Kind of/ sort of / not really hidden from human civilization, a vast vampiric society exists, populated by a variety of fangtasmagorical sub-species including Dhampirs (half-human/ half vampires), Moroi (privileged, “peaceful” mortal vampires) and Strigoi (violent immortal vampires) ruled over by a vampire Queen. When Moroi Princess Lissa (Lucy Fry) and her trainee guardian Dhampir Rose (Zoey Deutch) are tracked down after running away from school, they are immediately returned to the St Vladimir’s Academy where, along with the usual school shenanigans of crushes, playground politics and studies, they must contend with attempted kidnappings, threats written in blood and powerful magical factions vying for control and dominance as the film bumbles its way to a limp and predictable sub-Scooby Denouement.
I watched this hoping for a bit of campy fun and although there is some of that to be found, it’s buried under so much profoundly awful filmmaking that it’s not worth the bother.
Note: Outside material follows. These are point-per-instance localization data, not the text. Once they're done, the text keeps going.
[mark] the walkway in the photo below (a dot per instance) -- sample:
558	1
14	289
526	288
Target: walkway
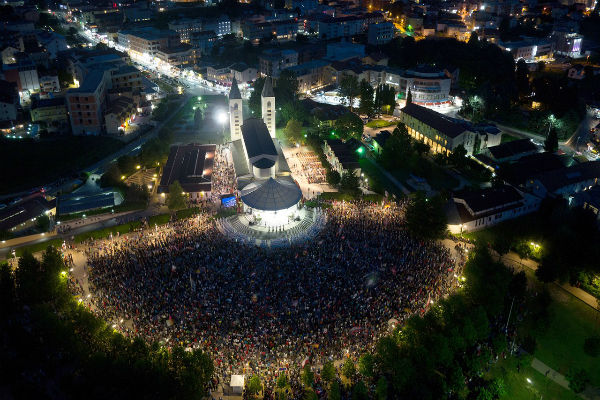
513	259
550	373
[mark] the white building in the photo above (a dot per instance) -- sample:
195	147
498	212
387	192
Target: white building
267	100
49	84
477	210
186	27
380	33
235	111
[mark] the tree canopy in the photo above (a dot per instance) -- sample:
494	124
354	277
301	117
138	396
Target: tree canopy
425	218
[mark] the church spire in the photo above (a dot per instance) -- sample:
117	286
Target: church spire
268	88
234	93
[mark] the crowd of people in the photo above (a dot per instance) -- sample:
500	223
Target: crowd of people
307	165
267	310
223	174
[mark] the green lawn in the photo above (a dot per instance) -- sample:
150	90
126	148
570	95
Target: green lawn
377	180
160	219
436	176
49	159
560	345
518	388
379	123
34	248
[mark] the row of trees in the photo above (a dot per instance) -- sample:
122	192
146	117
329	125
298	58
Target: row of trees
372	101
54	347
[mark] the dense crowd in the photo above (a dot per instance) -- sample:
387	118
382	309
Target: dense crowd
307	165
223	174
255	309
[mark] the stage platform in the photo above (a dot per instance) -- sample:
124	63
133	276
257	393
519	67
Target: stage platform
241	229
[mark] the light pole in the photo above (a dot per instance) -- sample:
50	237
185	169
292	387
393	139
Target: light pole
551	121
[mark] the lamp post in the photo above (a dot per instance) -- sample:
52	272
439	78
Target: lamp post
551	121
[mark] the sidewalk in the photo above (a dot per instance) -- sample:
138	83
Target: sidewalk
514	259
550	373
399	185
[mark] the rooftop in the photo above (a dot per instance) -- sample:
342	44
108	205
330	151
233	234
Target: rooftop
271	194
434	119
191	165
490	198
257	139
513	148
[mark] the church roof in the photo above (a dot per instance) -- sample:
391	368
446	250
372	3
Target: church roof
234	93
257	139
271	195
268	88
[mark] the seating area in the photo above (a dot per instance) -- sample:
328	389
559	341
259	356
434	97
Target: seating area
303	231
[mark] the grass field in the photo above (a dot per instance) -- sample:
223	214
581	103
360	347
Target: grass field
159	219
34	248
379	123
435	175
518	388
560	344
377	180
48	160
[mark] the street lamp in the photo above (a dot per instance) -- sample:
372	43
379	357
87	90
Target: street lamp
551	122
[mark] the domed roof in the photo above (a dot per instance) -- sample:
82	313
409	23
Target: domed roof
234	93
271	195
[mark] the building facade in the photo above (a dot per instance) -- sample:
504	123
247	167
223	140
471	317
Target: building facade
442	134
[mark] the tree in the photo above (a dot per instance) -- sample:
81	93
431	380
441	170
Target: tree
176	199
365	365
293	131
381	389
398	150
349	89
334	391
367	100
286	89
282	381
328	372
473	39
551	142
349	369
333	177
308	377
359	391
42	223
425	218
254	385
349	182
349	126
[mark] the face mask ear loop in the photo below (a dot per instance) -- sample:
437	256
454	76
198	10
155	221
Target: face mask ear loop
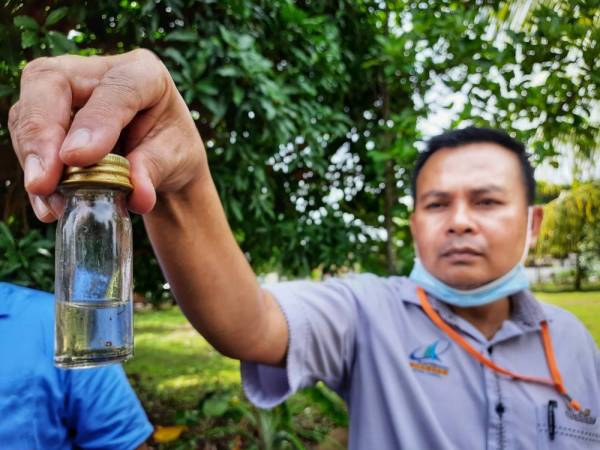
528	236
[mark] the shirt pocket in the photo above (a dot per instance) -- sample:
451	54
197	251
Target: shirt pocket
582	433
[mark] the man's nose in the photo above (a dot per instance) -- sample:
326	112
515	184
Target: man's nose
460	220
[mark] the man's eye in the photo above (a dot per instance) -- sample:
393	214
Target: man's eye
488	202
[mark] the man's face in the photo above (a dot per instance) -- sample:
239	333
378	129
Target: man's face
470	217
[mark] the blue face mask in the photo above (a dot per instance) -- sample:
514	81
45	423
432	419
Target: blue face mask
510	283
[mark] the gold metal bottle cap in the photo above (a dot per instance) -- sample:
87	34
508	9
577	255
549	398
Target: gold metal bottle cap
110	171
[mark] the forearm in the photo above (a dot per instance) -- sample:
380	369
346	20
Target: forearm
208	273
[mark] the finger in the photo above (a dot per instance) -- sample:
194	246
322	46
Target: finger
50	88
41	208
38	125
144	175
121	93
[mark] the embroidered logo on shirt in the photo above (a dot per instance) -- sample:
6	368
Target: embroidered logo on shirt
427	358
581	416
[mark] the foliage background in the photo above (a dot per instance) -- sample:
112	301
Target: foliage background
311	110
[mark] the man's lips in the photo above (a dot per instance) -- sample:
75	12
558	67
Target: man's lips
462	253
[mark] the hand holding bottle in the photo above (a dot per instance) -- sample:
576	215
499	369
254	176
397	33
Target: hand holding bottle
109	93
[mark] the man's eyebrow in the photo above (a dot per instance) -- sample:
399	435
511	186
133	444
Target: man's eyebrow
433	193
486	189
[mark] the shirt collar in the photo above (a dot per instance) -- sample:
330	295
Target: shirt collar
526	311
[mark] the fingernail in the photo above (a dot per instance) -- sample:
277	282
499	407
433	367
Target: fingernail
76	140
57	204
33	169
39	207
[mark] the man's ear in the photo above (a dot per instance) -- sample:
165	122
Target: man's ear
537	215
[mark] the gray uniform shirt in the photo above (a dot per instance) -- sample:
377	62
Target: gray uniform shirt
409	386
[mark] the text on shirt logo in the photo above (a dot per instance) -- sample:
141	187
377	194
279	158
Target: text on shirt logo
427	358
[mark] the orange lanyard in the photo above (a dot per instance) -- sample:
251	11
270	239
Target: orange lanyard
556	381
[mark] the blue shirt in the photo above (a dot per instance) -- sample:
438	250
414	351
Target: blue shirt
409	386
43	407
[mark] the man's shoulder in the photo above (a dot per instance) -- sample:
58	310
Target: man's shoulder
369	288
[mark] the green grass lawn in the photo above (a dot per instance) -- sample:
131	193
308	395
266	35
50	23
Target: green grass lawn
585	305
174	366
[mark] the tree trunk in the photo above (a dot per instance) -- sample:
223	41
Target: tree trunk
578	272
389	175
389	202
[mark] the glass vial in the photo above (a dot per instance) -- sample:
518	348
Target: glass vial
93	284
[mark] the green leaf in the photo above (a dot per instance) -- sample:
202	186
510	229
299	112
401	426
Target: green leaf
56	15
6	90
175	55
26	22
207	87
229	71
182	36
238	95
59	43
29	38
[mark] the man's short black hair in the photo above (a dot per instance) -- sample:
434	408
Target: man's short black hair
469	135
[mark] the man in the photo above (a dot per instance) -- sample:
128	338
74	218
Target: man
472	361
42	407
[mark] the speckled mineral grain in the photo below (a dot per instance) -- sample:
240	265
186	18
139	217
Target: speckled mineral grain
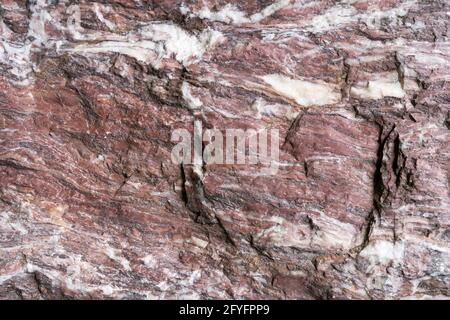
91	205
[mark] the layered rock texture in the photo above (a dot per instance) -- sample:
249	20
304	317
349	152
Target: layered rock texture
92	206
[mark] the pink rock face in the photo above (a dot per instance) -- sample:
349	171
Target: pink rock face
92	206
Structurally, the film is all over the place, opening with the clumsiest and most unsubtle exposition scene ever committed to celluloid before stumbling into a whole mess of high school movie clichés with magical vampire tropes crowbarred in wherever makes sense (and often where it doesn’t). Any attempts at subtlety or satire fall flat on their face or come off as so goofy, you’ll laugh at the film when you are simply tutting at the stupidity of it all. The shenanigans which go on at the school beggar belief, even for something as rooted in the fantastical as this is. St Vladimir’s Academy is so ridiculously unruly, even the girls from St Trinian’s would be giving this rabble a hefty dose of disapproving side eye.
You can almost see the scenes and events which would work well and make sense in a novel but don’t translate to movies derailing the narrative at almost every turn and although I haven’t read the novel, I’m surprised that screenwriter Daniel Waters (“Hudson Hawk”, “Batman Returns”, “Demolition Man”) has made such a ham-fisted job of it. At least the abysmal dialogue is matched by truly jaw-droppingly dreadful performances, for which Director Mark Waters (“Mean Girls”) must take some of the blame. Not even Gabriel Byrne, Olga Kurylenko, Joely Richardson or even “Modern Family”’s Sarah Hyland manage to escape unscathed from their cartoonish and randomly motivated characters. However it’s the two leads who suffer/ do the most damage here with Zoey Deutch saddled with a ton of paper-over-the-cracks voiceover exposition in the style of a barely adequate “Juno” tribute act and Lucy Fry delivering hands down the worst ‘we’ve all learned something’ speech ever to cap off a performance so wooden that she could have been sharpened to a point and thrust through the heart of the troublesome strigoi.
Irredeemably unoriginal and cheaply, sloppily executed, this is bargain basement stuff through and through. Amongst all the imitation and plagiarism, there is one thing this film can lay a unique claim to: it’s the only thing that’s not ‘a better love story than “Twilight”’.